= Valve float =

Condition of an internal combustion engine

Valve float is an adverse condition which can occur at high engine speeds when the poppet valves in an internal combustion engine valvetrain do not properly follow the closure phase of the cam lobe profile. This reduces engine efficiency and performance. There is also a significant risk of severe engine damage that can include valve spring failure, pistons contacting the valves, or catastrophic lifter and cam lobe failure, especially with roller lifters.

== Similar conditions ==
'Valve lift' or "loft" is intentional, using controlled valve float to increase lift and duration of the valve open cycle. In some motorsports there are rules that limit camshaft lift, preventing this type of exploitation. Properly optimizing the valve duration avoids undue stresses to the camshaft lobes and tappets.
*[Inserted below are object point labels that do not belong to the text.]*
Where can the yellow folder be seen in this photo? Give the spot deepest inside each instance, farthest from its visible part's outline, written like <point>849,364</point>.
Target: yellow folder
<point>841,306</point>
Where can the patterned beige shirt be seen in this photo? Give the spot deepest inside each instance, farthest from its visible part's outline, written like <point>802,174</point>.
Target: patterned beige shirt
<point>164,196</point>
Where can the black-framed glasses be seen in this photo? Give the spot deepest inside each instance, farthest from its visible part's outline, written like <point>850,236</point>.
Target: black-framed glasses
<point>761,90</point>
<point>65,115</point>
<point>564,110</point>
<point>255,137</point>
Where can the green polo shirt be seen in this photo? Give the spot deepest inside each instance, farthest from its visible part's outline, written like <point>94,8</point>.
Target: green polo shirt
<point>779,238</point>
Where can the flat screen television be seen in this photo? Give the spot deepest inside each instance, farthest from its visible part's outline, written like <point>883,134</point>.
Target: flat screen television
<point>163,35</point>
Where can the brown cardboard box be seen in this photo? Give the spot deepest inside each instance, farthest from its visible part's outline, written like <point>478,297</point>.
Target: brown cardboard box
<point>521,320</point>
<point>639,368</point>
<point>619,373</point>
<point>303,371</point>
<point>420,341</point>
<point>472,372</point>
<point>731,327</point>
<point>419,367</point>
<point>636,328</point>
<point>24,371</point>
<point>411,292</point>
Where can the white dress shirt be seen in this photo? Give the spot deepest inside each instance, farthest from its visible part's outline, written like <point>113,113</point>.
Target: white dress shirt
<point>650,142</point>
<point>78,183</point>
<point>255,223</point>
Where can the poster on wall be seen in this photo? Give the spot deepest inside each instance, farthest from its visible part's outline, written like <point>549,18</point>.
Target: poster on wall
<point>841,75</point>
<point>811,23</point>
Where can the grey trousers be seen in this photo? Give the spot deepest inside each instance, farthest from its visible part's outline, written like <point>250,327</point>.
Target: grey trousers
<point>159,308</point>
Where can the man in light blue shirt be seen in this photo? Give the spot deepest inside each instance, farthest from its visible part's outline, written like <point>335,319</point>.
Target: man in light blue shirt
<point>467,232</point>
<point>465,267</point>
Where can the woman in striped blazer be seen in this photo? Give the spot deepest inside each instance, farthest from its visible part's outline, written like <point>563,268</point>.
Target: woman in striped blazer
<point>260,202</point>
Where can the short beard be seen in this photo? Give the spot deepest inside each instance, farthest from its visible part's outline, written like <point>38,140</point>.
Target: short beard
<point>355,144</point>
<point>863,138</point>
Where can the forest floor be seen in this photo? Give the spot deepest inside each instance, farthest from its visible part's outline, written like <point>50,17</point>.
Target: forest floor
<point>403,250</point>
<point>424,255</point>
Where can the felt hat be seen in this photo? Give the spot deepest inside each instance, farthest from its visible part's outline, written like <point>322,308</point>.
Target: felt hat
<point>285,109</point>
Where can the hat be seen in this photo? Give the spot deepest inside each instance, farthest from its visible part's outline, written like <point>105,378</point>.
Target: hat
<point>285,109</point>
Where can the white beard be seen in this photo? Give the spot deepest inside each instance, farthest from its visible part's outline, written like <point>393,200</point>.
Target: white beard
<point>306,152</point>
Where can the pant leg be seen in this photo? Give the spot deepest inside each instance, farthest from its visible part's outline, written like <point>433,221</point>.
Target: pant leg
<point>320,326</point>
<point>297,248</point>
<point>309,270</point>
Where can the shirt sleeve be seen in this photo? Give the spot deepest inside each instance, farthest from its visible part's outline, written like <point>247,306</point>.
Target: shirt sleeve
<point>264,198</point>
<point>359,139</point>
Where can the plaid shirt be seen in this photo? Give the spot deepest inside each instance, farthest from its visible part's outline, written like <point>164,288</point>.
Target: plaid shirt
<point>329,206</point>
'Valve bounce' is a related condition where the valve does not stay seated because of the combined effects of the valve's inertia and resonance of metallic valve springs that reduce the closing force and allow the valve to re-open partially.

== Remedies ==

Stiffer valve springs can help prevent valve float and valve bounce but at the expense of increased friction losses, higher stresses, and more rapid wear in the valvetrain. Various techniques have been used to offset the effect of stiffer springs, such as dual-spring and progressive-sprung valves, roller-tipped tappets, and pneumatic valve springs.

Valve float can also be prevented by using lighter valvetrain components. Titanium valves, retainers, and pushrods are commonly used for this purpose. Undercut valves can both increase flow and decrease weight. Also, by using more than the traditional two valves per cylinder, smaller and lighter valves can be used. By reducing valvetrain mass, valves can close more rapidly with a given spring stiffness.

Pneumatic valve springs have been used in Formula One racing. Since the 1960s, Italian motorcycle manufacturer Ducati has used a desmodromic valvetrain to counter this problem and allow for higher engine speeds by using positive closing as well as opening of the valves, without springs. The system consists of a mechanical lifter mechanism that uses a second rocker arm to push the valve closed.